PARENTS BARRED FROM CONTACT WITH KIDS AFTER ALLEGEDLY ALLOWING KIDS TO OVERDOSE

A Dorchester couple was barred from contact with children – including their own 2-year-old son – after a Suffolk County grand jury indicted them for allegedly allowing that boy and a 6-year-old neighbor to overdose on illegally-obtained heroin withdrawal medication, District Attorney Daniel F. Conley said.

Assistant District Attorney Leora Joseph, chief of Conley’s Child Protection Unit, sought that condition of release while HECTOR BATISTA (D.O.B. 3/21/61) and MARIA PEREZ (D.O.B. 9/12/65) await trial on charges of unlawful possession of a Class B substance, assault and battery on a child causing serious bodily injury, and reckless endangerment of a child for the Jan. 16 incident in their Ballou Avenue apartment. The children swallowed tablets of Suboxone, a powerful drug used to treat heroin withdrawal, for which the defendants did not have a prescription.

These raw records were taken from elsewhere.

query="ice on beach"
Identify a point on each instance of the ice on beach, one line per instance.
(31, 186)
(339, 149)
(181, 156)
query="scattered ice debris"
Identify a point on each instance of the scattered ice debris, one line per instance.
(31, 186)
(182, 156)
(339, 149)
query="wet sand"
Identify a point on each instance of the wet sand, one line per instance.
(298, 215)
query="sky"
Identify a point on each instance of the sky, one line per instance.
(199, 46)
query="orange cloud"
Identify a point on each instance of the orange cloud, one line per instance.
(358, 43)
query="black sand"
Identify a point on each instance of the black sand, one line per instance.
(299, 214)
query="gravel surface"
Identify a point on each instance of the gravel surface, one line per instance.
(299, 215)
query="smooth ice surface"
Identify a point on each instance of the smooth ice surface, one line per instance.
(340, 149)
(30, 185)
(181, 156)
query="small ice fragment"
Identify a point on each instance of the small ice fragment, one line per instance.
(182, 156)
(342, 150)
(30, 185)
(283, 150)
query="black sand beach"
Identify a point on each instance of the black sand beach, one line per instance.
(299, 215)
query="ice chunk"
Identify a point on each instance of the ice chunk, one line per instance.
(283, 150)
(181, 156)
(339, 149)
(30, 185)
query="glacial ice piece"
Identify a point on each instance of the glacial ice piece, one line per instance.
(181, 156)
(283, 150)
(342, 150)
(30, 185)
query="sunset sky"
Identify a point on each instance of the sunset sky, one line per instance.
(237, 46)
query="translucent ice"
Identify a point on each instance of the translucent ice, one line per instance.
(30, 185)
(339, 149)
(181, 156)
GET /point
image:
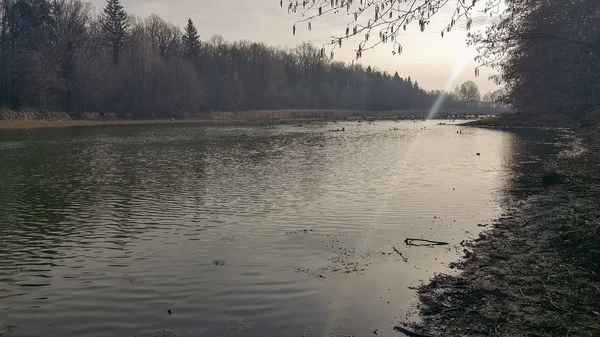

In addition to granting Joseph’s request that Batista and Perez be barred from contact with children except as ordered by the Department of Children and Families, Suffolk Superior Court Clerk Magistrate Gary D. Wilson ordered both defendants to abstain from drugs and alcohol except for medicine prescribed by a doctor.

Perez, who entered a substance abuse program at a rehabilitation facility following the children’s overdoses, was further required to stay in the program and submit to random drug testing conducted by the Department of Probation. Batista is required to report to probation weekly throughout the duration of the case.

Joseph told the court that, on Jan. 16, Batista and Perez were at home taking care of their child and babysitting their neighbor’s 6-year-old son. While in their care, Joseph said, “the two-year-old and six-year-old ingested a number of Suboxone pills, which were the illegal contraband of the female defendant.”

The pills were kept on a dresser in the bedroom, Joseph said. Perez allegedly laid down on her bed while the children played near the dresser where the pills were being kept.

Later that day, the mother of the 6-year-old came to pick up her child. Perez went to put her child down for a nap. It was at this point, Joseph said, that Perez “realized that his lips had turned blue, he was having difficulty breathing, and was not able to be roused.”

The defendants allegedly flushed the remaining Suboxone down the toilet and called for help. A neighbor called 911 and emergency medical technicians transported the 2-year-old to Boston Medical Center. He remained on a ventilator for two days and required hospitalization for several additional days.

“The child was in serious distress,” Joseph told the court.

On Jan.17, Joseph said, after the defendants realized what had happened to their child, they contacted the other child’s mother. The 6-year-old “had been throwing up, was dizzy, and the mother of that child thought [he] was suffering from some form of the flu when she brought [him] to the hospital,” Joseph said. “In fact, the 6-year-old was also diagnosed with Suboxone poisoning.”

Joseph told the court that Perez had purchased the pills on the street the day before the children ingested them, “attempting to self-medicate and cure a heroin addiction.”

The two children have since recovered from their injuries.

Batista is represented by attorney Anthony Annino, and Perez is represented by attorney Elliot Levine. Both are expected to return to court on April 14.